I feel like this is likely some sort of bug, but wanted to post a forum request first to see if there would be any feedback on this issue first. Any help/suggestions would be greatly appreciated.

If this happens, my guess would be that the reads and writes work on just one or a few bytes every time, performing a lot of small reads and writes, whereas on Windows you get bigger chunks of data at a time. Note that the input stream might be wrapped in a SimpleMultiPartInputStream, but normally it should not cause that big issues if the underlying stream is buffered.

First make sure that writes to your output stream are buffered.

An strace could help see what kind of OS-level reads and writes are being performed, whereas a remote debugger could tell about the streams used etc.

Of course, it could be that byte level operations on your 64-bit machine are slow, but any possible impact of that should be closer to 1% than 99%.

After some more research this week, I’ve stepped through the code in the AbstractCommunicationManager and determined that during the upload, both machines are reading the bytes in 4 KB blocks of data at a time. The “in” InputStream in this streamToReceiver function says it’s of the type AbstractCommunicationManager$SimpleMultiPartInputStream.

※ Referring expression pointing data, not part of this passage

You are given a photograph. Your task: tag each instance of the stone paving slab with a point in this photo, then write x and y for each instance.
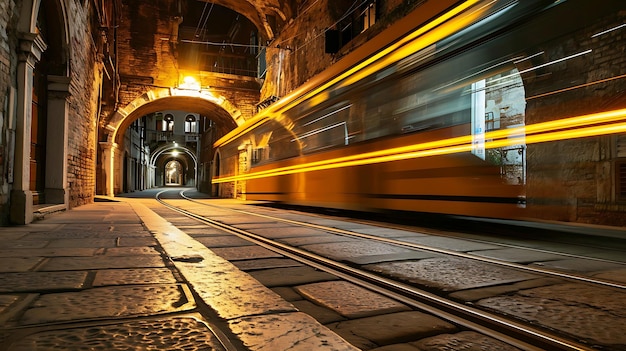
(244, 253)
(290, 276)
(100, 262)
(135, 241)
(580, 265)
(247, 226)
(206, 231)
(617, 275)
(320, 238)
(410, 255)
(243, 219)
(287, 331)
(490, 291)
(450, 274)
(387, 329)
(607, 299)
(597, 326)
(223, 241)
(50, 252)
(108, 302)
(451, 244)
(251, 265)
(83, 242)
(134, 276)
(287, 232)
(339, 224)
(321, 314)
(518, 255)
(6, 301)
(131, 251)
(166, 333)
(24, 244)
(353, 301)
(19, 264)
(347, 250)
(6, 236)
(41, 281)
(388, 232)
(466, 341)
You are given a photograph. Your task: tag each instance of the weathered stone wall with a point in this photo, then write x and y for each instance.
(298, 52)
(574, 180)
(7, 71)
(84, 89)
(81, 58)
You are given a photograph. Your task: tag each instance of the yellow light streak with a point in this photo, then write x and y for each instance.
(410, 44)
(563, 129)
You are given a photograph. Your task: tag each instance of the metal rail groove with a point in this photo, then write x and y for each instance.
(511, 332)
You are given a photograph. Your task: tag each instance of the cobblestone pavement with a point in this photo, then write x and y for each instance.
(114, 276)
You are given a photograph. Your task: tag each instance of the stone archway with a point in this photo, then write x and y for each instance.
(224, 113)
(49, 46)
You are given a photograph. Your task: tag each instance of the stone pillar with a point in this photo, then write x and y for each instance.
(108, 159)
(30, 50)
(57, 140)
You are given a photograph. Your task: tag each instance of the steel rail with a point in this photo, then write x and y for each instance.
(511, 332)
(517, 266)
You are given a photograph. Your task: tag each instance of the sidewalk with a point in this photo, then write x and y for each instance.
(116, 276)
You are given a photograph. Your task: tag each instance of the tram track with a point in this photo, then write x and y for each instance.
(550, 272)
(510, 331)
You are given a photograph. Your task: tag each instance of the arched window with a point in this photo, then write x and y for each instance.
(190, 124)
(168, 123)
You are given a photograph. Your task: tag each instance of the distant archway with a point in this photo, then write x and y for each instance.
(174, 173)
(225, 115)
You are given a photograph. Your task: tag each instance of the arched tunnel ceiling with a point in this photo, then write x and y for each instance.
(260, 11)
(223, 120)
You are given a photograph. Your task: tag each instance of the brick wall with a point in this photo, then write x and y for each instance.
(83, 112)
(7, 70)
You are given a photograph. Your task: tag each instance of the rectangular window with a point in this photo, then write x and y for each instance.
(620, 168)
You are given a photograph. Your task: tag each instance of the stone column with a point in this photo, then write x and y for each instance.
(30, 50)
(57, 140)
(108, 159)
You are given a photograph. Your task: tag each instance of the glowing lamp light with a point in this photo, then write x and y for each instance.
(190, 83)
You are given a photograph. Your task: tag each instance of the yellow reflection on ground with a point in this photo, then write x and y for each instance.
(603, 123)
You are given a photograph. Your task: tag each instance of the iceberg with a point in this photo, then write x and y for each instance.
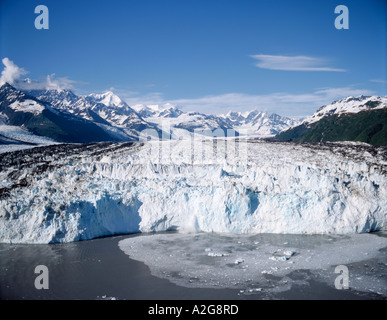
(64, 193)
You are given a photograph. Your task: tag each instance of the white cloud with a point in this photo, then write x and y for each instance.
(11, 72)
(378, 80)
(283, 103)
(292, 63)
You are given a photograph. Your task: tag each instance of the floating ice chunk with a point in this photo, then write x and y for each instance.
(279, 258)
(267, 272)
(289, 253)
(217, 254)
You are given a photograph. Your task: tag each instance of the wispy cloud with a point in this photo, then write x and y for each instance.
(378, 80)
(292, 63)
(284, 103)
(12, 74)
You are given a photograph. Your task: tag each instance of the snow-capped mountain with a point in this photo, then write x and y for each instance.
(253, 123)
(106, 110)
(348, 105)
(40, 118)
(362, 118)
(178, 121)
(257, 123)
(65, 193)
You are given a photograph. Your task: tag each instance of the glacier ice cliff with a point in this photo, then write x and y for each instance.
(71, 192)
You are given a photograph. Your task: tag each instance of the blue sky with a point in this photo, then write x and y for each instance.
(211, 56)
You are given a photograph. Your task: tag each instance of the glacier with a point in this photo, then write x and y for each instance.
(72, 192)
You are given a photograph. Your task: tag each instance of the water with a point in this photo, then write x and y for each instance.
(99, 269)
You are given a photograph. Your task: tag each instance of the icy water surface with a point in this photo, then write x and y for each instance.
(198, 266)
(270, 263)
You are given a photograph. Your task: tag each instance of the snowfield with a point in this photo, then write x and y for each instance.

On the Windows machine (which has a quad-core processor) the upload never exceeded 5%. The Redhat machine I was using when I found this is only a single core, but I tried the same thing on a quad core box and it also ended up using over 75% of the CPU, so I’m not sure that’s causing and differences.

I didn’t do an strace because I figured the fact that it’s just a java application running, even if I set it up to only trace IO read/writes, it would be too difficult to narrow down just the reads/writes coming from the FileOutputStream.

Are there any suggestions you can provide for trying to work around this? Can we somehow have the Upload use a custom implementation of the streamToReceiver function where we read the stream in larger chunks at a time? I’m not sure that will entirely solve the problem, but it might be somewhere to start.